Built to qualify, structured to scale: why we chose the platform route before raising capital
- Feb 6
- 3 min read

Chapter 2
When the founders and wider team first began shaping Cluberly, one objective sat above all others: in order to secure funding, the business needed to be structured in a way that allowed it to qualify for Enterprise Investment Scheme investment.
From early discussions with advisers, it quickly became clear that this would present a challenge. As defined by HM Revenue & Customs, businesses operating as traditional fintechs — particularly those carrying regulated financial activity themselves — fall outside the scope of EIS. That reality forced an early and deliberate strategic rethink.
Rather than attempting to push Cluberly into a structure that would ultimately undermine its ability to raise capital efficiently, the team stepped back and reconsidered what the company fundamentally needed to be. The conclusion was both pragmatic and transformative. Cluberly did not need to be a regulated financial institution in its own right to deliver its vision. Instead, it needed to operate as a technology platform: one capable of connecting users to regulated financial products, without assuming the regulatory burden itself.

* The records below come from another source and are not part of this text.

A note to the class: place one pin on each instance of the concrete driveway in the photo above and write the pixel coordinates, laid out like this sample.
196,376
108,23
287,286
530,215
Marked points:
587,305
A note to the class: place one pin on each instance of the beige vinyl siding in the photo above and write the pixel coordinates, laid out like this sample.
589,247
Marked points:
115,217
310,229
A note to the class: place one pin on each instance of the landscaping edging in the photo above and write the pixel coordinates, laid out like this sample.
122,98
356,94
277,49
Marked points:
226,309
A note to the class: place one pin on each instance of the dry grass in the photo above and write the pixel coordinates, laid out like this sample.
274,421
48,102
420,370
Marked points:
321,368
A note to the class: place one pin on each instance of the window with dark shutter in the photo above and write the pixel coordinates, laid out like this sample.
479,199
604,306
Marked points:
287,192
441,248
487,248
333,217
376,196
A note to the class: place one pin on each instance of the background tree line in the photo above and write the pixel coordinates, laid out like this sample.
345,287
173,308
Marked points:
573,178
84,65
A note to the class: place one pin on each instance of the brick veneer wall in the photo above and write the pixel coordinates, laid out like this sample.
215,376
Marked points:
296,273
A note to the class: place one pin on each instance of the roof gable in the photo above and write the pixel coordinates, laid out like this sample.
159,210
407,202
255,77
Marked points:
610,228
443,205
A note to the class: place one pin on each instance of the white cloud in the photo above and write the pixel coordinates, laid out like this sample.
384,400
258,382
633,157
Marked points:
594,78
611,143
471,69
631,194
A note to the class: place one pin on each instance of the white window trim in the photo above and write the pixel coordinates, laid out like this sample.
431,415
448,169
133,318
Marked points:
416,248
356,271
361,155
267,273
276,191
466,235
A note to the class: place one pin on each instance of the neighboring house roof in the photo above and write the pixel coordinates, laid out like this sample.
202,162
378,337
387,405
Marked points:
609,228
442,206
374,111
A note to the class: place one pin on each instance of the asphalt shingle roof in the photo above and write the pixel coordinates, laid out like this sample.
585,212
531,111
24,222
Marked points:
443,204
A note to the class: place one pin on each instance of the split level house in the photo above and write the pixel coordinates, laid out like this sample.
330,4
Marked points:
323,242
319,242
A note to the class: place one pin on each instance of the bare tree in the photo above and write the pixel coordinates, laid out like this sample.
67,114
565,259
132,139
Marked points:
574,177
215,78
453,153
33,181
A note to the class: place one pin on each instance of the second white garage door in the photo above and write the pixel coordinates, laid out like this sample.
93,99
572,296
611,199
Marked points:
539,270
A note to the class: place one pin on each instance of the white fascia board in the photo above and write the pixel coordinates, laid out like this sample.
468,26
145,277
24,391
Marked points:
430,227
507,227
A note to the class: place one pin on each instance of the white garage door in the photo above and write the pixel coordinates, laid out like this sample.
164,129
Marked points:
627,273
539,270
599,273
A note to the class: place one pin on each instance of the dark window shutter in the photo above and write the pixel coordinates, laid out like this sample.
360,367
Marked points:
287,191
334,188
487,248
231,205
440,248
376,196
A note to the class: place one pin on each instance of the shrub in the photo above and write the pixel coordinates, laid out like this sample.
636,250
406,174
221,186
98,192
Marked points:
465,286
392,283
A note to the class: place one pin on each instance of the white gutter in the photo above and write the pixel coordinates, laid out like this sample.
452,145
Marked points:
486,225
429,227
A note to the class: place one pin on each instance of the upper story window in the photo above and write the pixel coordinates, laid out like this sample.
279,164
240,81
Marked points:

This decision was taken explicitly in order to secure funding through EIS, but it quickly became apparent that it delivered benefits far beyond tax efficiency. By positioning Cluberly as a technology-led platform, the company preserved EIS eligibility while simultaneously reducing regulatory cost, complexity and execution risk. Capital that might otherwise have been absorbed by authorisation, compliance teams and ongoing supervision could instead be deployed into product development, partnerships and growth.
As this approach was explored in more detail with external corporate service providers, a further and unexpected advantage emerged. The platform could be licensed to established, regulated money managers in the UK and, over time, internationally. Under this model, each partner retains responsibility for their own regulatory permissions and compliance obligations, while Cluberly provides the underlying technology, user experience and engagement layer. In return, the company earns licence income, creating a recurring and scalable revenue stream.
What initially began as a structural necessity driven by the need to secure funding evolved into a powerful commercial strategy. Licensing the platform removed the traditional barriers associated with international expansion. Rather than navigating the regulatory approval market by market, Cluberly is positioned to replicate its model by partnering with local, regulated firms, dramatically shortening time to market and lowering risk. The result positions the company as a genuinely scalable business, free of the operational drag typically associated with regulated fintechs.
This structure was not adopted lightly. It was challenged, stress-tested and refined through extensive external review to ensure it satisfied EIS requirements, remained commercially attractive to partners, and aligned with long-term investor expectations. By the time the business plan was finalised, the company knew what Cluberly was, how it would generate revenue, and how it could scale responsibly.
With the business plan locked in, the rationale for raising capital became clear. Funding was no longer being sought to validate an idea, but to support execution against a carefully engineered model. Having structured the company in this way specifically in order to secure funding, the next logical step was to begin the funding round and move from planning into delivery.
What makes this structure particularly distinctive is that it also supports one of Cluberly’s founding principles: the permanent commitment to social impact. By operating as a technology platform rather than a traditional fintech, the company created the financial headroom to make a pledge that is, to our knowledge, unprecedented. Cluberly was designed to donate 50% of its primary revenues to clubs, schools and charities in perpetuity, not as a temporary initiative or marketing device, but as a fixed feature of the business model. Crucially, this commitment was not made in spite of the structure chosen to secure funding, but because of it.
The same decisions that preserved EIS eligibility, reduced regulatory drag and enabled scalable licensing also made it commercially viable to embed meaningful, long-term giving at the heart of the company from day one.